Analysis

Terrorist Attack on Algerian Gas Plant Pre-Planned
This October 8, 2012 satellite image provided by DigitalGlobe shows the In Amenas gas plant in Algeria which is jointly operated by BP, Norwegian firm Statoil, and Algeria's Sonatrach. The plant was seized by Islamist terrorists on January 16. Algeria launched a military operation to free the hostages that reportedly is still ongoing. (AP Photo/DigitalGlobe)
January 18, 2013
| Security
| Middle East and North Africa
Summary
SITUATION REPORT
1700 ET UPDATE
 
The terrorist attack and taking of hostages on January 16 at a gas production facility in Algeria appears to have been planned several weeks in advance by Al-Qaeda in the Islamic Maghreb  in anticipation of a French intervention in Mali. The outcome of an Algerian operation to free the hostages is still unclear as are the number of hostages and hostage takers who were killed. Recent press reports indicate that the Algerian operation may still be ongoing. Meanwhile, progress has been made against Islamist rebels in Mali, with Malian troops retaking a key town in the center of the country.
The outcome of the Algerian operation against Islamist terrorists who seized control of the gas facility, located near the town of In Amenas and close to the Algeria-Libya border, is still unclear. There are numerous contradictory press reports on the number of casualties and the number of hostages taken.
 
Some wire services are reporting that 12 Algerians and foreigners were killed during Algerian military efforts to retake the gas plant. At least one American reportedly has been killed. Algerian officials are claiming their military freed 100 out of 132 foreigners at the plant. 
 
Algerian forces continue to surround the gas plant and reportedly are negotiating with the remaining militants. The Algerian assault on the plant reportedly killed the leader of the attackers, Abou El Baraa. 
 
Earlier today, leaders of the al-Qaeda-linked terrorist group that took over the plant said they wanted to trade the American hostages it was holding for two Islamist terrorists from U.S. prisons, according to a Mauritanian news service. The terrorists asked for the release of Egyptian Sheikh Omar Abdel-Rahman and Pakistani Aafia Siddiqui. 
 
74-year-old Abdel-Rahman, also known as the "Blind Sheikh," is serving a life sentence in North Carolina and was the mastermind of the 1993 attack on the World Trade Center in New York City.
 
Siddiqui, a 40-year-old scientist, was sentenced in 2010 to 86 years in prison for assault with intent to murder for shooting at two U.S. soldiers in Afghanistan during her detention in 2008.
 
The terrorist group responsible for seizing the gas plant said it planned to release a video explaining its demands today.

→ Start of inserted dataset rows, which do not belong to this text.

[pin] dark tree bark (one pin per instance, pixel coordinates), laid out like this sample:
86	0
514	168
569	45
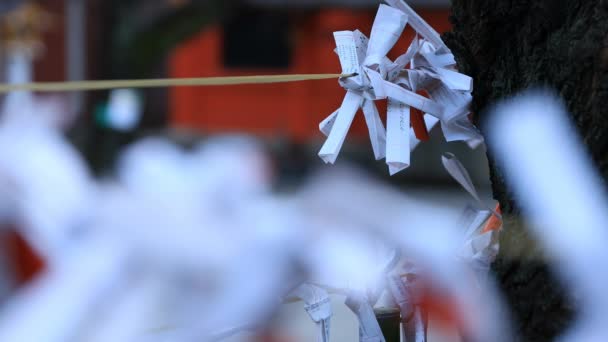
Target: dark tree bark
511	45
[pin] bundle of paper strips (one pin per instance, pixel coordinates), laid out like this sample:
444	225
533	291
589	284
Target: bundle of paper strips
427	65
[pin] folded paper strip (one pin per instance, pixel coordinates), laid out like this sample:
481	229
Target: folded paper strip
427	65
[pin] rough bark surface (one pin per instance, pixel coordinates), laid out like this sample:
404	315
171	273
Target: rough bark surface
511	45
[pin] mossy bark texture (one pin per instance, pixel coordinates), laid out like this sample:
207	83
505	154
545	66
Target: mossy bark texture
511	45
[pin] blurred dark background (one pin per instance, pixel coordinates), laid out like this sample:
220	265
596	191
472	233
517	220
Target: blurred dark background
123	39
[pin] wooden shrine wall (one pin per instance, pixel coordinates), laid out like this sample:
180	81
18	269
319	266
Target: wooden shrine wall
290	111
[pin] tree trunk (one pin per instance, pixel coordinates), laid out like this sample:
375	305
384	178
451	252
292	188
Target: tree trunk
508	46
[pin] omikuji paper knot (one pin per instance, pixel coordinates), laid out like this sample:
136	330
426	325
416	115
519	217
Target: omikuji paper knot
427	65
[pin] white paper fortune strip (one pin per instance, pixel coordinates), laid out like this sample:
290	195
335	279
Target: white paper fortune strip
431	68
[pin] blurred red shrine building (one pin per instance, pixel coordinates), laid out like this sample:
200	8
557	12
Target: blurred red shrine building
291	110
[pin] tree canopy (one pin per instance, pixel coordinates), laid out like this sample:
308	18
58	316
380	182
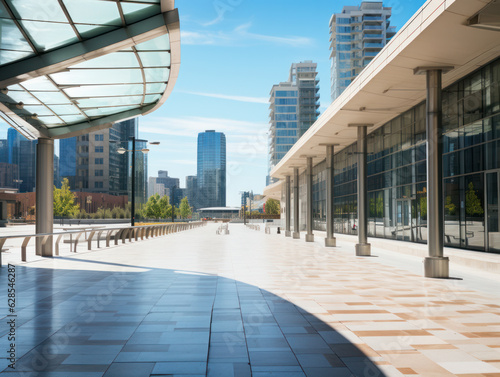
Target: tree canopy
184	208
272	207
158	207
64	201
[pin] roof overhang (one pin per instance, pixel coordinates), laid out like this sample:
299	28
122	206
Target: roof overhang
127	69
438	35
274	191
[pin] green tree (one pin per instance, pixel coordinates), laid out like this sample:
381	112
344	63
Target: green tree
184	208
64	201
157	208
472	202
272	207
449	206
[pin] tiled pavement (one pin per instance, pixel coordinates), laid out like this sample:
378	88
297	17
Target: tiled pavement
245	304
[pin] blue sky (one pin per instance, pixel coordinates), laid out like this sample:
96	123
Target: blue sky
233	52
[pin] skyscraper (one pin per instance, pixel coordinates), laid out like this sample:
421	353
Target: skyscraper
357	35
211	175
192	190
22	154
92	164
4	151
294	108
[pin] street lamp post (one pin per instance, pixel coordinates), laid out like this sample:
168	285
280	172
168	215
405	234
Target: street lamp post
173	202
133	150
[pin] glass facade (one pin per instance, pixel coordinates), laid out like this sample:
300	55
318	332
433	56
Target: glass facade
88	93
397	171
211	177
21	154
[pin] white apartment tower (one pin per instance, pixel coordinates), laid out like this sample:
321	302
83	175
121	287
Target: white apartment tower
356	36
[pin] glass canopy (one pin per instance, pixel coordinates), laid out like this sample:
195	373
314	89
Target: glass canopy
128	77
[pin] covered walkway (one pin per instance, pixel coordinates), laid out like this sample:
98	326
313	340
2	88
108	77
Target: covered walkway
245	304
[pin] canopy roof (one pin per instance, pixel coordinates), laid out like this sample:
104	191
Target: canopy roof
463	34
69	67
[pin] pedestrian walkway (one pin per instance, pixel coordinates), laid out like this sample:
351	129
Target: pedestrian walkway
198	303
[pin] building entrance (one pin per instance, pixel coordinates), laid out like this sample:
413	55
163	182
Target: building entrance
492	215
404	226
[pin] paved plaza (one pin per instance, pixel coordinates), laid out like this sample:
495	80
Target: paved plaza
246	304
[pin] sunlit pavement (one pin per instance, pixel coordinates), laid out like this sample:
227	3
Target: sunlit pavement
245	304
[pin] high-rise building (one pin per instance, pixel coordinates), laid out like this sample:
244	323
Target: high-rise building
293	109
22	154
169	183
91	162
155	188
357	34
304	76
4	151
57	181
192	190
211	175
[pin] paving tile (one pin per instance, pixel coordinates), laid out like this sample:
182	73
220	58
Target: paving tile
129	370
169	368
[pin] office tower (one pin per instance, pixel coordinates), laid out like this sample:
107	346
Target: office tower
170	183
155	188
192	190
57	181
357	35
211	169
4	151
22	154
141	171
91	162
303	76
27	164
293	109
177	195
7	174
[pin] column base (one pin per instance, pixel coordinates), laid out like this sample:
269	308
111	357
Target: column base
363	250
331	242
437	267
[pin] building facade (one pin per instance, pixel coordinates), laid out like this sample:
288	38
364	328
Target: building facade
21	153
357	35
91	162
192	190
155	188
293	109
170	183
211	169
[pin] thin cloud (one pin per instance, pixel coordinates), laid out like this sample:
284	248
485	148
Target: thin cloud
191	126
292	41
204	39
238	35
261	100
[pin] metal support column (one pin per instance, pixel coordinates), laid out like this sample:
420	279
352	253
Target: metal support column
330	240
44	194
435	265
288	207
296	218
363	248
309	200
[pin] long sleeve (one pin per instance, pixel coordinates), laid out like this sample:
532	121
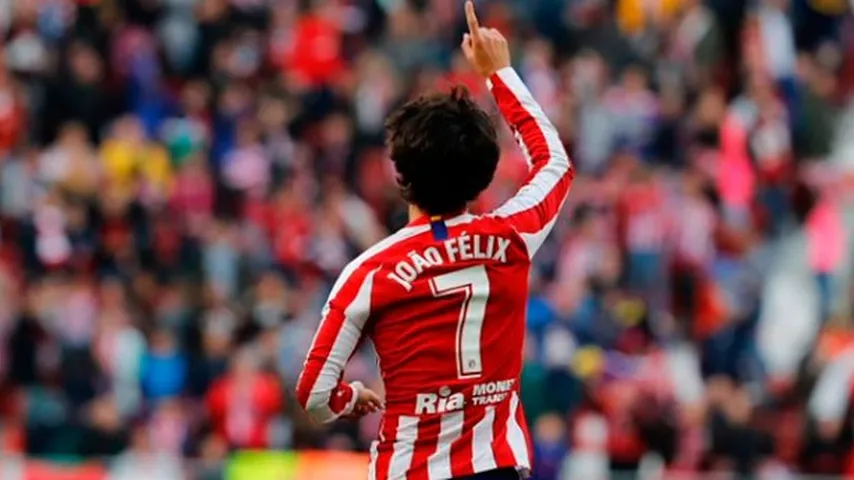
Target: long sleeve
534	209
320	390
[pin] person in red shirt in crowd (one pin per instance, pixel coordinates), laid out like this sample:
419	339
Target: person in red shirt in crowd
244	401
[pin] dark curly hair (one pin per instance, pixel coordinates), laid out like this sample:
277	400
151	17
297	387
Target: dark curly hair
445	150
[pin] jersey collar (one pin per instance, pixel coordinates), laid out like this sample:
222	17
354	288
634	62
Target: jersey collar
426	219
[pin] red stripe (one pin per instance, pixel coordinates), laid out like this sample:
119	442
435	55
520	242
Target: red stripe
462	453
427	429
525	123
385	449
531	220
330	328
523	423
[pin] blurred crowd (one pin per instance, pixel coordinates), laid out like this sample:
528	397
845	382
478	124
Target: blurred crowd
182	180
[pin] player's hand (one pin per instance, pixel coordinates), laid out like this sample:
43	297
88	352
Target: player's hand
367	401
485	48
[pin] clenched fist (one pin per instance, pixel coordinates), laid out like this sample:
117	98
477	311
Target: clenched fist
485	48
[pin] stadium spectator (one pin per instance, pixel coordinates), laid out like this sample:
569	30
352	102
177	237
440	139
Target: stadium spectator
180	182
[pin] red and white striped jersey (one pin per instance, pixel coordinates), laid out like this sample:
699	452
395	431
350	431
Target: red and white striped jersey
447	319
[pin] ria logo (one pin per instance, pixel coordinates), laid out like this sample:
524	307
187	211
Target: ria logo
445	401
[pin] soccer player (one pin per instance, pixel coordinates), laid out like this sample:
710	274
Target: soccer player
444	298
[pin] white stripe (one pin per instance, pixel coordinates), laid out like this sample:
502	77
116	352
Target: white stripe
439	463
404	447
535	240
317	394
483	458
515	436
356	314
397	237
372	467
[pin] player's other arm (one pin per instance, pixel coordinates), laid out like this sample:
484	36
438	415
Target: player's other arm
320	390
533	210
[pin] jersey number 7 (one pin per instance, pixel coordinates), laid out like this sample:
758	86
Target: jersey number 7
473	283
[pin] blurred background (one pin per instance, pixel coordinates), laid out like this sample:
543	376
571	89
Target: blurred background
182	180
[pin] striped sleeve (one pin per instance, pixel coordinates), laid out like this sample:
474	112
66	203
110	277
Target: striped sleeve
320	390
534	209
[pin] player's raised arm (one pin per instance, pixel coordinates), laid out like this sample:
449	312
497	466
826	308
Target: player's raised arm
320	390
533	210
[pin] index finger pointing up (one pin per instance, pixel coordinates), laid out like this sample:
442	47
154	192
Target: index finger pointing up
471	19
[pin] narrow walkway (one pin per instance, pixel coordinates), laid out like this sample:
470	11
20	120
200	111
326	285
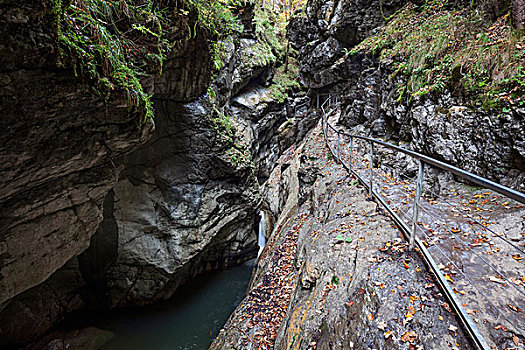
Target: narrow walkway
336	275
476	236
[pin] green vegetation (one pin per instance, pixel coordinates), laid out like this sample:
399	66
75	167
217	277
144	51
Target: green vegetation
284	80
436	48
238	154
112	43
115	44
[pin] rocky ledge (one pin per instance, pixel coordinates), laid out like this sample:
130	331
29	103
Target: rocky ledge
335	274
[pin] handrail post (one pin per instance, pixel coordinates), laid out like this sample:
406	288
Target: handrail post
351	152
339	148
417	199
370	189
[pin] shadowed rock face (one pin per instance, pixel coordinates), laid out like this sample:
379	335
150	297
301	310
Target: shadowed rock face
60	153
181	208
153	214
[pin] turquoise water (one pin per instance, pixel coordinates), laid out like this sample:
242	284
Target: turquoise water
189	320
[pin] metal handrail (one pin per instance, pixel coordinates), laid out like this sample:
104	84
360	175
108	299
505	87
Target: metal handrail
496	187
410	232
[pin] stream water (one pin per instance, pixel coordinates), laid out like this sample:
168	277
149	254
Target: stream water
191	319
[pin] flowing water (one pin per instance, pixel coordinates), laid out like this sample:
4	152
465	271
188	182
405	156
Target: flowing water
189	320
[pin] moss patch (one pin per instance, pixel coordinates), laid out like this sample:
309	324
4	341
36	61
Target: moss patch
437	48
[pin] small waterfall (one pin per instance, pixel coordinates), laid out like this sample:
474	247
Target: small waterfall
261	241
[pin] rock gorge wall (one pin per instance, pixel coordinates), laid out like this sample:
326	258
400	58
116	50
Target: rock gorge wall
97	212
487	143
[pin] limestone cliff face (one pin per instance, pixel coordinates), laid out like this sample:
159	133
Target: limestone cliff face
60	152
327	278
98	212
486	143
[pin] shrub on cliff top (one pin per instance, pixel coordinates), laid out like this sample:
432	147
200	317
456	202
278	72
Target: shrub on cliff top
438	48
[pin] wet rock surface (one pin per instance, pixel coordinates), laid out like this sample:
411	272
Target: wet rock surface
334	274
176	206
441	125
61	152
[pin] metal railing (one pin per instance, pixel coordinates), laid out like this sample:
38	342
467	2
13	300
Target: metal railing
328	107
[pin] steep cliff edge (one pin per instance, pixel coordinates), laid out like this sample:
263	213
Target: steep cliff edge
126	214
335	274
442	78
61	149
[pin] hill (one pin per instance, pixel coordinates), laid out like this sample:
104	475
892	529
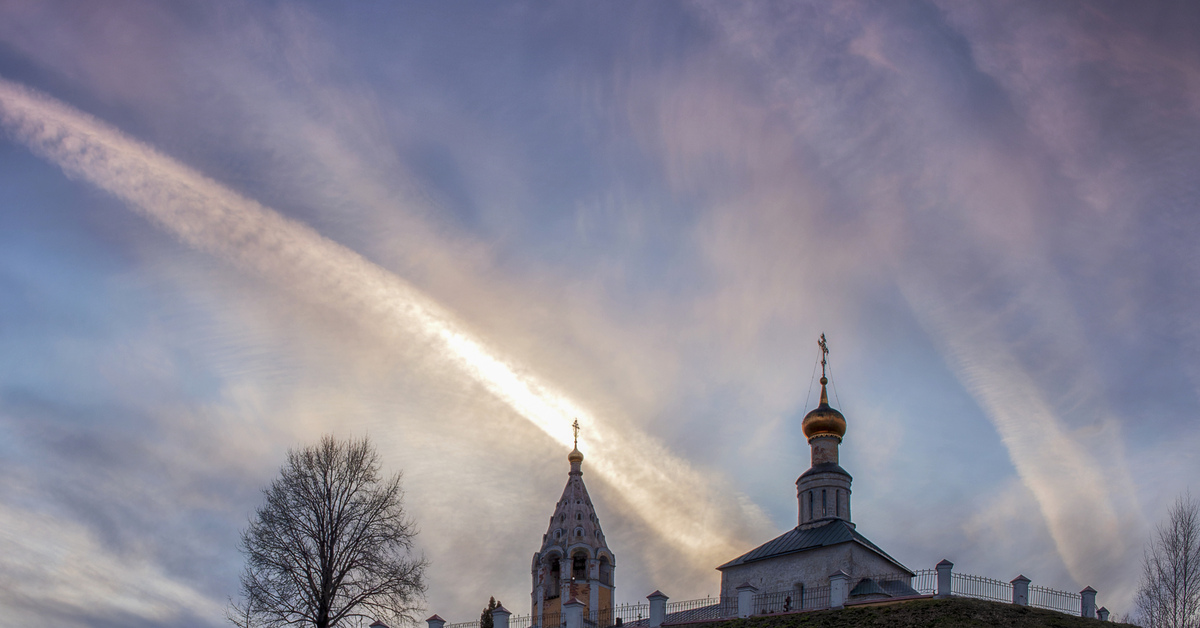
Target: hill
953	612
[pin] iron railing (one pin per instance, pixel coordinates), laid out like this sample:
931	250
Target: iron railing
1054	599
621	614
701	609
979	587
925	581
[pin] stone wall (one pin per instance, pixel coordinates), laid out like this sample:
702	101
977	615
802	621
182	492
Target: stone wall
811	568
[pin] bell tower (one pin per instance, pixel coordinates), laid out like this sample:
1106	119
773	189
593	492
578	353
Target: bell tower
823	490
574	560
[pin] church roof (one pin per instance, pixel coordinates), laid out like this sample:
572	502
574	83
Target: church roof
835	532
575	521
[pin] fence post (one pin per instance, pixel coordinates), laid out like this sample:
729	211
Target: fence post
501	616
1021	591
839	588
943	578
745	599
658	608
1087	603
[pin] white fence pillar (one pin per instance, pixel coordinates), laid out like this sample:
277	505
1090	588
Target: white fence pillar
943	579
839	588
1021	591
658	608
501	616
745	599
1087	603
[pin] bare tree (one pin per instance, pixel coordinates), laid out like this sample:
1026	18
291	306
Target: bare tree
331	544
1169	592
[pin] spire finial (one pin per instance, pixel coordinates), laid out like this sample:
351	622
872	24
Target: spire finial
575	456
825	352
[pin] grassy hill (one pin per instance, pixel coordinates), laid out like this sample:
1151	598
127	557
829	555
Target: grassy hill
951	612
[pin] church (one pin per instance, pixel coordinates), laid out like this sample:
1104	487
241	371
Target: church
575	564
825	540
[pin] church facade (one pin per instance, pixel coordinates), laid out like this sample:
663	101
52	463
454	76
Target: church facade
574	562
825	540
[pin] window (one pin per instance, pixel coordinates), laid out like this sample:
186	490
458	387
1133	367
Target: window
580	566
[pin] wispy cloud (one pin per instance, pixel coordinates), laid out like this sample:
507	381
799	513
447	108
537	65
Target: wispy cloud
670	496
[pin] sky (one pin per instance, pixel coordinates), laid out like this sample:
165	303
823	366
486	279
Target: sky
228	228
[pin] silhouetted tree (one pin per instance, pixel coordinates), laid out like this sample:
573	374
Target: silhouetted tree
1169	592
485	618
331	543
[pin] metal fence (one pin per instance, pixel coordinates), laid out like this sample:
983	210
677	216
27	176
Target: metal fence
1054	599
619	615
979	587
694	610
925	581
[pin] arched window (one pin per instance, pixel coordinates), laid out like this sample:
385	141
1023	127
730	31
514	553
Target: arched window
580	566
556	574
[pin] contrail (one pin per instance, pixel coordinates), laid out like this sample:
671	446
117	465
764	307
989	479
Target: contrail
669	495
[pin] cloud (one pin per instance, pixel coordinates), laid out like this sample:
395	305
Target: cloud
671	497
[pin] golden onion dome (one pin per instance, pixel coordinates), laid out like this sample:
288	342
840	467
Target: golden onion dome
823	420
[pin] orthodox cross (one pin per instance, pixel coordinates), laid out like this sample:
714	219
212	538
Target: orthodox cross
825	351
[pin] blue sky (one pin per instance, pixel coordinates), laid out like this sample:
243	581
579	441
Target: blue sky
226	231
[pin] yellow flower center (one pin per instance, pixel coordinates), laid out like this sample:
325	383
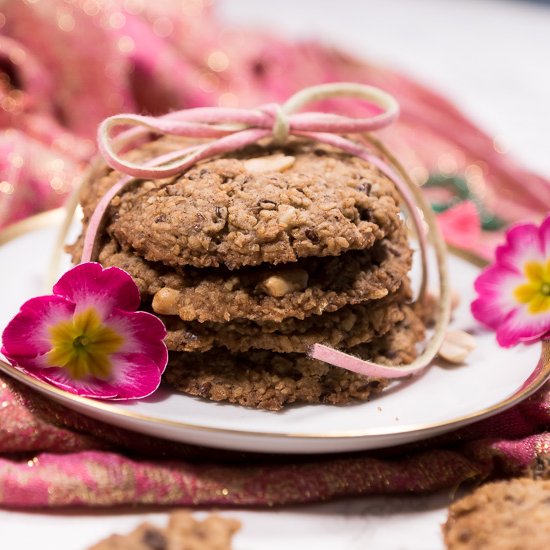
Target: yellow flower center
83	345
535	293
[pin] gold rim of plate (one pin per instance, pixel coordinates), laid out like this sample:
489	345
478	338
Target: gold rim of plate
53	217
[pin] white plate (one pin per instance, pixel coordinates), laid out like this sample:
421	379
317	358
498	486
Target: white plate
442	399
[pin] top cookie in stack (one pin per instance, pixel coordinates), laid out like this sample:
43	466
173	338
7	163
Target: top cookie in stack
251	259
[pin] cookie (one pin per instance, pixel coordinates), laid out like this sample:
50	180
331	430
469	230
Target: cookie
182	533
268	380
312	286
506	515
346	327
225	212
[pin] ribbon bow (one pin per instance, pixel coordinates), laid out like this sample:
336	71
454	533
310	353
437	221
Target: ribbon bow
230	129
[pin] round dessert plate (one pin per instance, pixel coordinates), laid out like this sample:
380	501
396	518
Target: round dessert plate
443	398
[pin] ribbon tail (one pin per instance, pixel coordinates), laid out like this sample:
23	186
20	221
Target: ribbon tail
366	368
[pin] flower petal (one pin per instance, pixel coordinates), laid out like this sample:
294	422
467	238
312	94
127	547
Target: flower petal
88	284
496	286
523	244
520	326
135	375
27	334
143	333
544	236
90	387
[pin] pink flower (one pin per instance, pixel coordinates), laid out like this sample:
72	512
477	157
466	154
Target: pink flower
514	293
87	338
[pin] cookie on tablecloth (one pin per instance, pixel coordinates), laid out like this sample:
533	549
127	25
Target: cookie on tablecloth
505	515
182	533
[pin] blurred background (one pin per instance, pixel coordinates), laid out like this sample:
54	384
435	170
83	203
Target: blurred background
471	77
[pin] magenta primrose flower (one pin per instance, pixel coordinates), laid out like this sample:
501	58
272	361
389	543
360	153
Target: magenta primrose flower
87	338
514	292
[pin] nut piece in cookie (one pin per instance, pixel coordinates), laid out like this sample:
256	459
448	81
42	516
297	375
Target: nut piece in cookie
506	515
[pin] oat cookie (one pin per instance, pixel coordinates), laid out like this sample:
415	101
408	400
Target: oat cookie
311	286
346	327
269	380
221	213
506	515
182	533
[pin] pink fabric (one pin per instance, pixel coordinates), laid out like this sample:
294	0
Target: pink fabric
155	60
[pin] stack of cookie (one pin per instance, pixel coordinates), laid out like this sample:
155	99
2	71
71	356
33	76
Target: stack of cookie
252	259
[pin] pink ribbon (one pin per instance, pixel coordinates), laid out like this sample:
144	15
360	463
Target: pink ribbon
232	129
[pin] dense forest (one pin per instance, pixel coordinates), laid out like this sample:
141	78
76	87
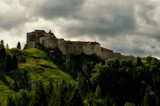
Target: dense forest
45	77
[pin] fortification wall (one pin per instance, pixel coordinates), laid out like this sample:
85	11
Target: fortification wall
97	50
118	55
74	49
48	42
70	47
62	46
107	54
88	49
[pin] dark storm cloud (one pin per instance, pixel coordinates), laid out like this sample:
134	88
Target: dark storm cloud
103	21
127	26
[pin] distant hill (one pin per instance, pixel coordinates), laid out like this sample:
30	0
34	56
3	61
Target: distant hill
46	77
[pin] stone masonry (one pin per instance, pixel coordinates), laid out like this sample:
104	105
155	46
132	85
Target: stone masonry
49	40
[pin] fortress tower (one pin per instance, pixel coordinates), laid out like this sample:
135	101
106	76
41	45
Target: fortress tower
49	40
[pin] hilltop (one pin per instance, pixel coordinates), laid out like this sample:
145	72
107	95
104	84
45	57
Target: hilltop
49	40
45	76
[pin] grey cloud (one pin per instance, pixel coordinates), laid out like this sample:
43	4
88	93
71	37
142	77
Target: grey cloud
51	9
103	21
146	11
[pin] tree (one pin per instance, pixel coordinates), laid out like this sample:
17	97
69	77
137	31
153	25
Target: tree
19	45
76	99
14	62
98	92
7	46
8	63
138	62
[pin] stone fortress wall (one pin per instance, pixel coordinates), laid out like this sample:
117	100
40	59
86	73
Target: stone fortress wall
49	40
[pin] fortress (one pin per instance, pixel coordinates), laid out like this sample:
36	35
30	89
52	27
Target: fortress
49	40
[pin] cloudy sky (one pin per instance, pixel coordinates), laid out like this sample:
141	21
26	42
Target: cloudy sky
126	26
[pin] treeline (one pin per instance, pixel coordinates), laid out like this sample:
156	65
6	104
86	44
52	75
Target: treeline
53	94
125	81
114	82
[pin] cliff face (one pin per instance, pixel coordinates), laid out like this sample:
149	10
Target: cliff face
69	47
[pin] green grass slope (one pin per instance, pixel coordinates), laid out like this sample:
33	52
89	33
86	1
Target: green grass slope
36	68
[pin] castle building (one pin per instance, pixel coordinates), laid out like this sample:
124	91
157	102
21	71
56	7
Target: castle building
49	40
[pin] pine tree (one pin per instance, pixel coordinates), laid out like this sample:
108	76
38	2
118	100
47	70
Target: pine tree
19	45
98	92
76	99
7	46
14	62
8	64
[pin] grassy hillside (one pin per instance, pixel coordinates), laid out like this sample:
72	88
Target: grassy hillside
36	68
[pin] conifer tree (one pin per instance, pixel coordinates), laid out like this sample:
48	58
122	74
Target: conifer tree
14	62
98	92
7	46
19	45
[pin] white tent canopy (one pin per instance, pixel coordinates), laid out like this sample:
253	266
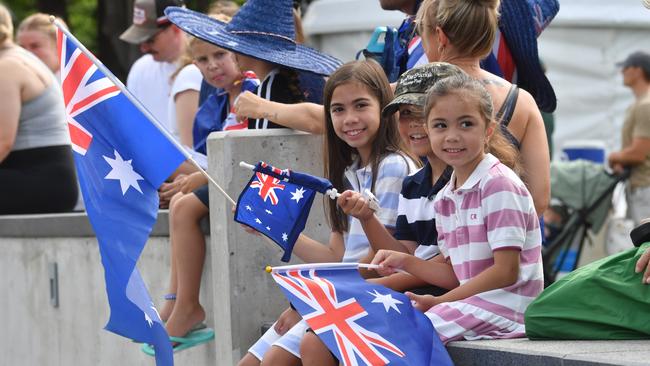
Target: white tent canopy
580	49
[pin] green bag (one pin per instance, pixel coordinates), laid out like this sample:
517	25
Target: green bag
600	301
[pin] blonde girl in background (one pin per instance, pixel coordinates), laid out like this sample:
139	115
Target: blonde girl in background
37	35
462	32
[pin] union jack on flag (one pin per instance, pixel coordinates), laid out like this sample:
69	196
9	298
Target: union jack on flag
121	160
267	185
361	323
82	88
276	203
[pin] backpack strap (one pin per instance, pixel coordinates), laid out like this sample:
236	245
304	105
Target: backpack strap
508	108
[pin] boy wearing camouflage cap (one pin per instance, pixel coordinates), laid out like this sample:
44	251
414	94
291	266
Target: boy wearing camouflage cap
415	230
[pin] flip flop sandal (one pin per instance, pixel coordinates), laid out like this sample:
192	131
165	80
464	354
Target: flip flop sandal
190	340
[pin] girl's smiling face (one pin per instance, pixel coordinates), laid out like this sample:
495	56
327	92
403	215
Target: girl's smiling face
355	116
458	133
217	65
412	129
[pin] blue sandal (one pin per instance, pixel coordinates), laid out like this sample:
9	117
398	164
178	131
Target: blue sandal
191	339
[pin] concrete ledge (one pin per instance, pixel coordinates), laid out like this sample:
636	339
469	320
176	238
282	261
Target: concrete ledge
515	352
69	225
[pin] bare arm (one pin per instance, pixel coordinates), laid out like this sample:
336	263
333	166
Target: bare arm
405	281
311	251
10	104
435	271
308	117
535	156
187	103
354	204
634	154
502	273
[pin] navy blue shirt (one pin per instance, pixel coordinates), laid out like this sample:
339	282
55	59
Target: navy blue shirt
415	213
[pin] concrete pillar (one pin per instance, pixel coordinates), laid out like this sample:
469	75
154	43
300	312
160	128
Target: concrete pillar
245	296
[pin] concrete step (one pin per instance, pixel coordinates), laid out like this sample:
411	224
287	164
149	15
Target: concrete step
516	352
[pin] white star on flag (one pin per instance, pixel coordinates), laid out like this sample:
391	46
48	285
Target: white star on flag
148	318
123	171
386	300
297	195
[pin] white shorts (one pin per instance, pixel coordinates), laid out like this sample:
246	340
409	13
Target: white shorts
290	341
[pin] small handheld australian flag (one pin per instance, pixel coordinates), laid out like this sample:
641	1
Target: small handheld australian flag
277	202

There may have been 660 hostages taken, most of them Algerian gas workers who were released by the militants. Several press outlets are claiming that 18 of 30 of the terrorists were killed by the Algerian assault on the facility. 

An American military plane landed near the facility last night to evacuate an unknown number of Americans. One press report said that 14 Japanese and eight Norwegian hostages taken at the plant are unaccounted for. The Daily Mail reported today that 12 British citizens at the plant have been killed.